The Continuance of Laws (No. 2) Act 1780 (20 Geo. 3. c. 19) was an act of the Parliament of Great Britain that continued various older acts.

== Background ==
In the United Kingdom, acts of Parliament remain in force until expressly repealed. Many acts of parliament, however, contained time-limited sunset clauses, requiring legislation to revive enactments that had expired or to continue enactments that would otherwise expire.

== Provisions ==
=== Continued enactments ===
Section 1 of the act continued the Trade to East Indies Act 1731 (5 Geo. 2. c. 29), as continued by the Laws Continuance, etc. Act 1739 (13 Geo. 2. c. 18) and the Continuance of Laws Act 1746 (20 Geo. 2. c. 47), from the expiration of the act until the end of the next session of parliament after 25 March 1800.

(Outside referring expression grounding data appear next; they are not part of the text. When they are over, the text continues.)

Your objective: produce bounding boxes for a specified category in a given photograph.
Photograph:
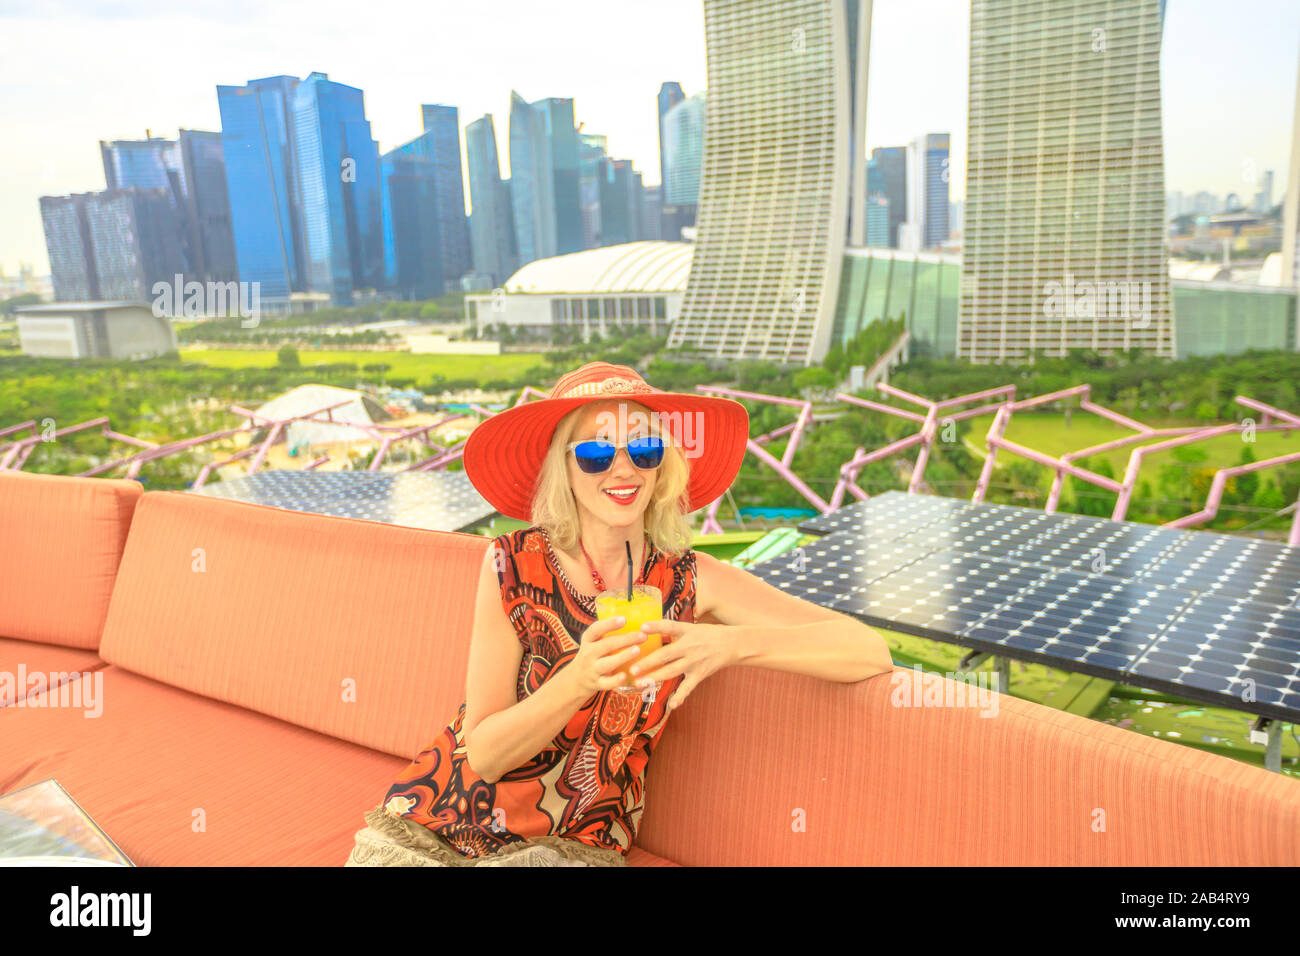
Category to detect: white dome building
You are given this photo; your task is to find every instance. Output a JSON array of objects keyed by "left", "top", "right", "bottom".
[{"left": 464, "top": 241, "right": 693, "bottom": 342}]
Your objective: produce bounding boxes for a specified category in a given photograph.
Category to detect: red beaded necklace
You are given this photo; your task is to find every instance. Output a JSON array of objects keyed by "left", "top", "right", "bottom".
[{"left": 578, "top": 535, "right": 647, "bottom": 593}]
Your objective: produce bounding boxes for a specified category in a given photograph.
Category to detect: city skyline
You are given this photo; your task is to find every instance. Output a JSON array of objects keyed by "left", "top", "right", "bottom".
[{"left": 1, "top": 0, "right": 1298, "bottom": 275}]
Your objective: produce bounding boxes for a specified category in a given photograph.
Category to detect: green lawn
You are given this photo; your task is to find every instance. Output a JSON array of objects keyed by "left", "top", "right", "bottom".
[
  {"left": 991, "top": 410, "right": 1297, "bottom": 474},
  {"left": 176, "top": 348, "right": 548, "bottom": 381}
]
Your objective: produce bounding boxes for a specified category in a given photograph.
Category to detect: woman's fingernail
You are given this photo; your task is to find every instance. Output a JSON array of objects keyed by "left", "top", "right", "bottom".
[{"left": 629, "top": 665, "right": 638, "bottom": 674}]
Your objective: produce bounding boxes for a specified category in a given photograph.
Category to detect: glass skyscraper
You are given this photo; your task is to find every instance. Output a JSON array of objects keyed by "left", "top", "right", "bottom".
[
  {"left": 661, "top": 92, "right": 705, "bottom": 207},
  {"left": 869, "top": 146, "right": 907, "bottom": 248},
  {"left": 217, "top": 75, "right": 305, "bottom": 301},
  {"left": 418, "top": 105, "right": 472, "bottom": 285},
  {"left": 379, "top": 106, "right": 470, "bottom": 298},
  {"left": 380, "top": 149, "right": 443, "bottom": 300},
  {"left": 177, "top": 129, "right": 238, "bottom": 285},
  {"left": 578, "top": 132, "right": 607, "bottom": 250},
  {"left": 598, "top": 157, "right": 637, "bottom": 246},
  {"left": 508, "top": 92, "right": 583, "bottom": 266},
  {"left": 292, "top": 72, "right": 383, "bottom": 305},
  {"left": 509, "top": 91, "right": 548, "bottom": 266},
  {"left": 657, "top": 82, "right": 685, "bottom": 201},
  {"left": 40, "top": 193, "right": 99, "bottom": 301},
  {"left": 900, "top": 132, "right": 949, "bottom": 251},
  {"left": 40, "top": 187, "right": 186, "bottom": 302},
  {"left": 465, "top": 114, "right": 518, "bottom": 288},
  {"left": 100, "top": 132, "right": 237, "bottom": 286},
  {"left": 84, "top": 188, "right": 187, "bottom": 301}
]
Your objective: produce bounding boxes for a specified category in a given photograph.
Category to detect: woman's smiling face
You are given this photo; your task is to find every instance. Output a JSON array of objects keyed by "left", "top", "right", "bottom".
[{"left": 564, "top": 400, "right": 658, "bottom": 530}]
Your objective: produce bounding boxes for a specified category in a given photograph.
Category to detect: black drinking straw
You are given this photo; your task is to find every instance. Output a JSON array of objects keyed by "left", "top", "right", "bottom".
[{"left": 625, "top": 540, "right": 633, "bottom": 600}]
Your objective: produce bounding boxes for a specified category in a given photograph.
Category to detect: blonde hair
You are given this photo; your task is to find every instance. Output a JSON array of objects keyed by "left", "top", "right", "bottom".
[{"left": 532, "top": 400, "right": 693, "bottom": 559}]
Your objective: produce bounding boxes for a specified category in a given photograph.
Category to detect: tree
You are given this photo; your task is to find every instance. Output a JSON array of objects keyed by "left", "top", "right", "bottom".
[
  {"left": 793, "top": 366, "right": 836, "bottom": 396},
  {"left": 1251, "top": 478, "right": 1286, "bottom": 512},
  {"left": 1231, "top": 445, "right": 1258, "bottom": 505},
  {"left": 277, "top": 346, "right": 300, "bottom": 367}
]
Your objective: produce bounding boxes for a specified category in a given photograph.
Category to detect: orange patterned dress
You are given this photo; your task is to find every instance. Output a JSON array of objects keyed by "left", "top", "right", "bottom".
[{"left": 381, "top": 525, "right": 693, "bottom": 859}]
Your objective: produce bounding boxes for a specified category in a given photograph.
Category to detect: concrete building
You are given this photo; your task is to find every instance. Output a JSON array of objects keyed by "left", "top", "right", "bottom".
[
  {"left": 464, "top": 240, "right": 691, "bottom": 342},
  {"left": 960, "top": 0, "right": 1172, "bottom": 362},
  {"left": 669, "top": 0, "right": 870, "bottom": 365},
  {"left": 14, "top": 302, "right": 177, "bottom": 359}
]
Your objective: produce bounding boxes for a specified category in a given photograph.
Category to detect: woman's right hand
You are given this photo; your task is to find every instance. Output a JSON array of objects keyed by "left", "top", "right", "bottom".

Section 2 of the act continued the Importation into Quebec Act 1763 (4 Geo. 3. c. 19), as continued by the Importation into Quebec Act 1766 (6 Geo. 3. c. 42) and the Importation and Exportation (No. 6) Act 1772 (13 Geo. 3. c. 69), from the expiration of the act until the end of the next session of parliament after 24 June 1785.

Section 3 of the act continued the Customs (No. 2) Act 1775 (15 Geo. 3. c. 35) from the expiration of the act until the end of the next session of parliament after 20 June 1785.

Section 4 of the act continued the Exportation Act 1776 (16 Geo. 3. c. 37) "as relates to allowing the exportation of certain quantities of wheat, and other articles to his Majesty's sugar colonies in America", as continued by the Exportation (No. 2) Act 1776 (17 Geo. 3. c. 28), the Exportation Act 1778 (18 Geo. 3. c. 16) and the Continuance of Laws Act 1779 (19 Geo. 3. c. 22), from the expiration of the act until 1 May 1781.

Section 5 of the act continued the Customs (No. 6) Act 1776 (17 Geo. 3. c. 43) "as permits the exportation of tobacco-pipe clay from this kingdom to the British sugar colonies or plantations in the West Indies" from the expiration of those enactments until the next session of parliament after 24 June 1783.

== Subsequent developments ==
The Select Committee on Temporary Laws, Expired or Expiring, appointed in 1796, inspected and considered all temporary laws, observing irregularities in the construction of expiring laws continuance acts, making recommendations and emphasising the importance of the Committee for Expired and Expiring Laws.

The whole act was repealed by section 1 of, and the schedule to, the Statute Law Revision Act 1871 (34 & 35 Vict. c. 116), which came into force on 21 August 1871.